Effects of stress and EMA treatment on genomic DNA yield and Q-PCR signal thresholds of E. coli O157:H7 and Salmonella serovar Typhimurium. Cultures were either processed directly without stress exposure, heat treated at 72°C for 5 min, or exposed to 70% isopropanol (isopr.) for 10 min. Error bars, standard deviations from three independent replicates. (A) Genomic DNA yields of unstressed and stress-killed cells without EMA (white bars) and with EMA (gray bars) treatment, expressed as percentages of the DNA yields of the corresponding unstressed and non-EMA-treated cultures. Genomic DNA was extracted using the Qbiogene soil kit. (B to D) Stained agarose gels showing genomic DNA from the same treatments. DNA was extracted using the Qbiogene soil kit (B), the DNeasy tissue kit (C), or the PrepMan Ultra sample preparation reagent (D). (E) Signal reduction as determined by Q-PCR detecting relative differences in stx₁ (E. coli O157:H7) and invA (Salmonella) gene copies. C_T values derived from EMA-treated cultures were subtracted from the corresponding C_T values for untreated cultures.

FIG. 2.

Effects of increasingly long heat stress exposures at 72°C on E. coli O157:H7 and Salmonella. Error bars, standard deviations from three independent replicates. (A) Loss of viability with increasing exposure times as determined by plate counts. (B and C) Effects of prolonged heat stress and EMA treatment on the DNA yields of E. coli O157:H7 (B) and Salmonella (C). Yields are expressed as percentages of the yield obtained with an unstressed and non-EMA-treated culture.
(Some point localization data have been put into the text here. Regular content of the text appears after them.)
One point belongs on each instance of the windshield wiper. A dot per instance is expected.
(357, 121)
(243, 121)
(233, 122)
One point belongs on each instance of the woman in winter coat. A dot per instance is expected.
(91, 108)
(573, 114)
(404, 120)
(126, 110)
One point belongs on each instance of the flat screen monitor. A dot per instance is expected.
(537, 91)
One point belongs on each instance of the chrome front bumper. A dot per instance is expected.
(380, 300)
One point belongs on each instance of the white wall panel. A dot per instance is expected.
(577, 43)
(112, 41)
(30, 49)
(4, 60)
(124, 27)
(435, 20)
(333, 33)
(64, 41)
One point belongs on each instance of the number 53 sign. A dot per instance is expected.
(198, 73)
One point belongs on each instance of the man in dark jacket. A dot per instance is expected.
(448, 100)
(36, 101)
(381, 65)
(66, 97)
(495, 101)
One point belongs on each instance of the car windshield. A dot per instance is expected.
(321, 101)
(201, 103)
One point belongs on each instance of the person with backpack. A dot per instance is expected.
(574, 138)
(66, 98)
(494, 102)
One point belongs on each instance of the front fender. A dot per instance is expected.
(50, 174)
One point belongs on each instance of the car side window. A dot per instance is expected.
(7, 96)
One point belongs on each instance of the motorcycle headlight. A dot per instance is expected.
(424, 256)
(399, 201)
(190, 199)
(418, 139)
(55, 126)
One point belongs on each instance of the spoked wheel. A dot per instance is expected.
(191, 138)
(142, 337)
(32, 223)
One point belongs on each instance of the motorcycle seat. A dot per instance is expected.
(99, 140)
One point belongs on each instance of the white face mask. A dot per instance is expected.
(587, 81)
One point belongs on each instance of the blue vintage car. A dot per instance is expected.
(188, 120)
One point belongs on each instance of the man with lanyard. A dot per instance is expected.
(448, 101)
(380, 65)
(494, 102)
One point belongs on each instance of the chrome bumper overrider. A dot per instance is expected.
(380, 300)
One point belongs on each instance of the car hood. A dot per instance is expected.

Genomic DNA from EMA-treated aliquots was also visualized on agarose gels. (D) Signal reduction was determined by Q-PCR detecting relative differences in stx₁ (E. coli O157:H7) and invA (Salmonella) gene copies. C_T values derived from EMA-treated cultures were subtracted from corresponding C_T values from untreated cultures.

FIG. 3.

Effect of EMA treatment on genomic DNA yield and PCR quantification of defined ratios of viable and heat-killed cells. Error bars, standard deviations from three independent replicates. (A) Table showing mixing ratios of viable and heat-killed E. coli O157:H7. Numbers represent volumes in microliters. Every mixture was supplemented with 50 μl of E. coli Mach1-T1^R carrying a pCR2.1 plasmid as an amplification control. (B) Genomic DNA yield expressed as a percentage of the concentration obtained from mixture VI. The DNA was also visualized on an agarose gel (top). (C) Real-time PCR was performed using primers specific for the stx₁ gene and M13 primers amplifying an internal vector sequence. C_T values of the stx₁ and M13 (control) amplifications are shown as a function of the normalized total DNA concentration. (D) Correlation between the natural logarithm of the normalized DNA concentrations and the corresponding C_T values obtained from stx₁ amplification. The R² value of the linear trendline is given.

FIG. 4.

Effect of EMA on the amplification of defined two-species mixtures with different ratios of viable and heat-killed cells. Error bars, standard deviations from three independent replicates. (A) Table showing mixing ratios of viable and heat-killed E. coli O157:H7 and Salmonella. Numbers represent volumes in microliters. (B) Genomic DNA yields expressed as percentages of the highest value obtained. (C) Signal reduction as determined by Q-PCR detecting relative differences in stx₁ (E. coli O157:H7) and invA (Salmonella) gene copies. C_T values derived from EMA-treated cultures were subtracted from the corresponding C_T values from untreated cultures.

FIG. 5.

Effect of EMA treatment on community fingerprints of a mature drinking-water biofilm and qualitative viability analysis of the same biofilm. (A) Community patterns derived from an untreated (left) and an EMA-treated but otherwise identical (right) biofilm by using denaturing gradient gel electrophoresis. (B) BacLight LIVE/DEAD viability staining. Dead cells were stained red or orange with propidium iodide, while live cells were stained green with SYTO 9. Yellow color indicates simultaneous binding of both dyes (most probably to a debris particle).